Alexander Alexandrov is a PhD student at the Database Systems and Information Management (DIMA) Group at Technische Universität Berlin, working on the Stratosphere project.
His research is focused on bridging the gap between the demands of modern Big Data analysis platforms and the need for high-level, declarative analytics languages. To achieve that, he relies on suitable algebraic foundations (like monads) that both (i) capture the essence of modern data-parallel runtimes, and (ii) allow for a high-level, declarative syntax at the language level. The goal is to design and build an embedded language for data-parallel analysis based on this algebraic foundation.
Alexander is also interested in methods and techniques for scalable data generation and benchmarking of data analysis platforms.
Asterios Katsifodimos is a senior researcher at DIMA group at the Technische Universität Berlin. His research focuses on programming models and query optimisation for scalable data analytics. Asterios received his PhD in 2013 from INRIA Saclay and Université Paris-Sud under the supervision of Ioana Manolescu. His thesis focused on materialized view-based techniques for the management of Web Data. Asterios has been a member of the High Performance Computing Lab at the University of Cyprus, where he obtained his Bsc and Msc degrees in 2009.
Georgi Krastev has a B.Sc. degree in Software Engineering from Sofia University. Currently he is studying for a master’s degree in Computer Science at TU Berlin and works as a research assistant at the Database and Information Management group there. His main areas of interest are programming languages and scalable data processing and machine learning.
Volker Markl is a Full Professor and Chair of the Database Systems and Information Management Group at the Technische Universität Berlin (TUB) and an Adjunct Full Professor at the University of Toronto. He is Director of the Intelligent Analytics for Massive Data Research Group at DFKI and Director of the Berlin Big Data Center. In addition, he serves as the Secretary of the VLDB Endowment. His current research interests include new hardware architectures for information management, scalable processing and optimization of declarative data analysis programs, and scalable data science. To date, Volker has presented over 200 invited talks in numerous industrial settings, major conferences, and research institutions worldwide. Furthermore, he has authored and published over 100 research papers at world-class scientific venues.
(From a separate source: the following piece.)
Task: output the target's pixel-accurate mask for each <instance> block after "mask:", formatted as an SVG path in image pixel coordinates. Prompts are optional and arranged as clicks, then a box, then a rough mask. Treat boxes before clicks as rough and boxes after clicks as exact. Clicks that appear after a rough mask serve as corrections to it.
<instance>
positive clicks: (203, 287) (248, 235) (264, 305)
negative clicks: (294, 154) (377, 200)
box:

Between 2010-2016, he was Speaker and Principal Investigator of the Stratosphere Research Unit funded by the German Research Foundation (DFG), which resulted in numerous top-tier publications, as well as the Apache Flink big data analytics system. In 2014, he was named one of Germany’s leading digital minds (Digitale K?pfe) by the German Informatics Society. Prior to joining TUB, he was a Research Staff Member and Project Leader at the IBM Almaden Research Center in San Jose, California.